Error handling with Kiota API clients
Kiota API clients include error types for errors defined in OpenAPI descriptions.
Error types mapping
The abstractions library for each language defines an API exception type (or error) which inherits or implements the default error/exception type for the language. Kiota generates types for schemas mapped to HTTP specific error status codes (400-600) or to ranges (4XX, 5XX).
Note
If the error schema is an allOf
, Kiota will flatten all the allOf
entries recursively into the generated type as most languages do not support multiple parents inheritance.
This mapping of codes to types is passed to the request adapter as a dictionary/map so it can be used at runtime and is specific to each endpoint. An error mapping is only considered valid if the response has a schema of type object
and at least one field. All generated error/exception types inherit from the base API exception/error defined in the abstractions library.
Runtime behavior
At runtime, if the API returns an error status code, the request adapter follows this sequence:
- If a mapping is present for the specific status code and if the response body can be deserialized to that type, deserialize then throw.
- If a mapping is present for the corresponding range (4XX, 5XX) and if the response body can be deserialized to that type, deserialize then throw.
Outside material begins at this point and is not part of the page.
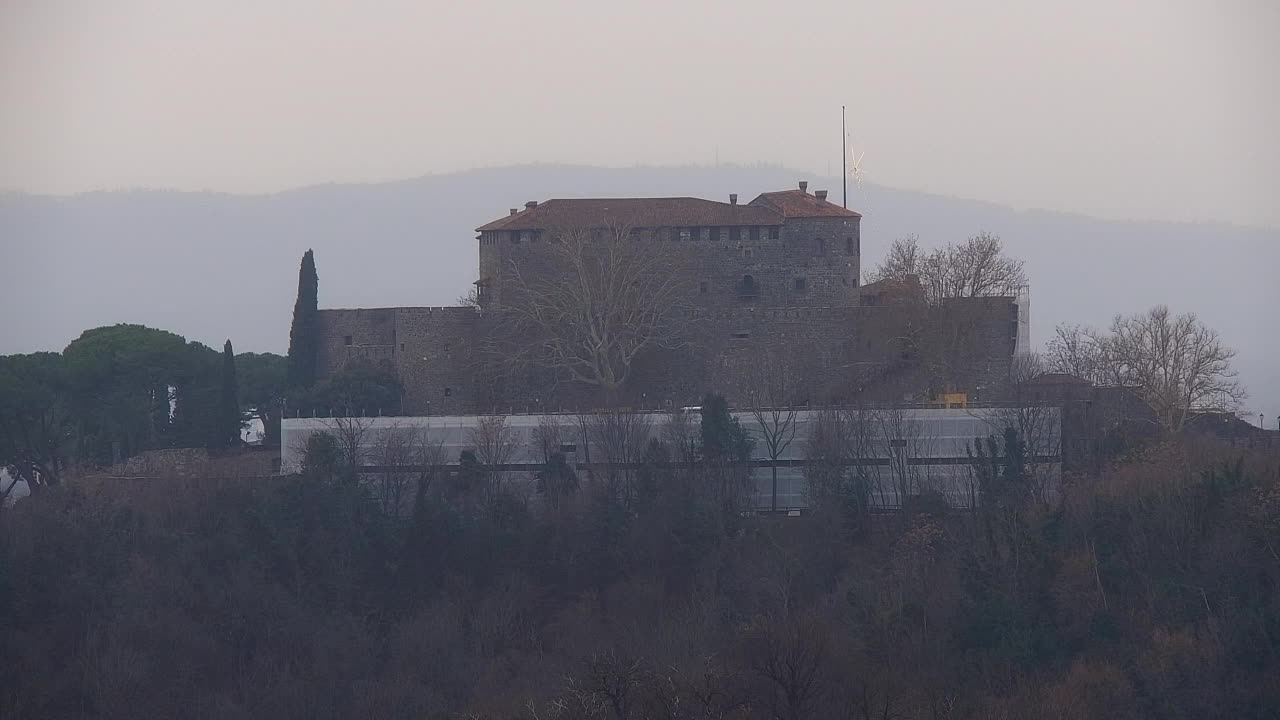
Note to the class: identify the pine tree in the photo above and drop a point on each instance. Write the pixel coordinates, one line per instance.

- If a mapping is present for "default" responses and if the response body can be deserialized to that type, deserialize then throw.
- If none of the previous criteria are met, throw a new instance of the API exception defined in the abstractions library.
The generated clients throw exceptions/errors for failed response codes to allow the consumer to tell the difference between a successful response that didn't return a body (204, etc.) and a failed response. The consumer can implement try/catch behavior that either catches the generic API exception type, or is more specific to an exception type mapped to a range or even a status code, depending on the scenario.
Transient errors
Most request adapters handle transient errors (for example 429
because of throttling, network interruption, etc.) through two main mechanisms. In this scenario, the request adapter and the generated client aren't aware that an error happened and don't throw an exception.
- The native clients of most platforms provide support for some transient errors handling (for example, reconnecting when the network was interrupted).
- Request adapters provide a middleware infrastructure to implement cross-cutting concerns like transient error handling (for example, exponential back-off when throttled) which is enabled by default.
Error message
Kiota generates code to extract the value of a property from the generated error type as the main exception/error message/reason if a string property is identified with the x-ms-primary-error-message
extension.
In this example, the value for the errorMessage property returned from the API is used as the error message for the exception if any 404 response is returned.
openapi: 3.0.3
info:
title: OData Service for namespace microsoft.graph
description: This OData service is located at https://graph.microsoft.com/v1.0
version: 1.0.1
paths:
/foo:
get:
responses:
'404':
content:
application/json:
schema:
type: object
properties:
bar:
type: string
errorMessage:
type: string
x-ms-primary-error-message: true
servers:
- url: https://graph.microsoft.com/v1.0
API Exception properties
The base API exception/error type from which all generated error types derive defines the following properties. The request adapter for the language automatically populates these properties.
Name | Type | Description |
---|---|---|
ResponseStatusCode | int32 | The status code from the HTTP response. |
ResponseHeaders | map(string, string[]) | The response headers. |
Additionally these types also derive from the native exception/error type of the platform, and can be expected to provide the same properties.
Solutions to missing error mappings
When a description doesn't document a mapping for an error status code encountered at runtime, the client application receives an exception/error with the following error message: "The server returned an unexpected status code and no error factory is registered for this code." There are many ways to deal with this situation:
- You can reach out to the API producer to ask them to improve their description and add the missing code to the API description. The API client can then be refreshed to include the error mapping.
- You can maintain a local copy of the description and add the missing code to the API description. The API client can then be refreshed to include the error mapping.
- The client application can rely on the status code and header fields to drive its recovery.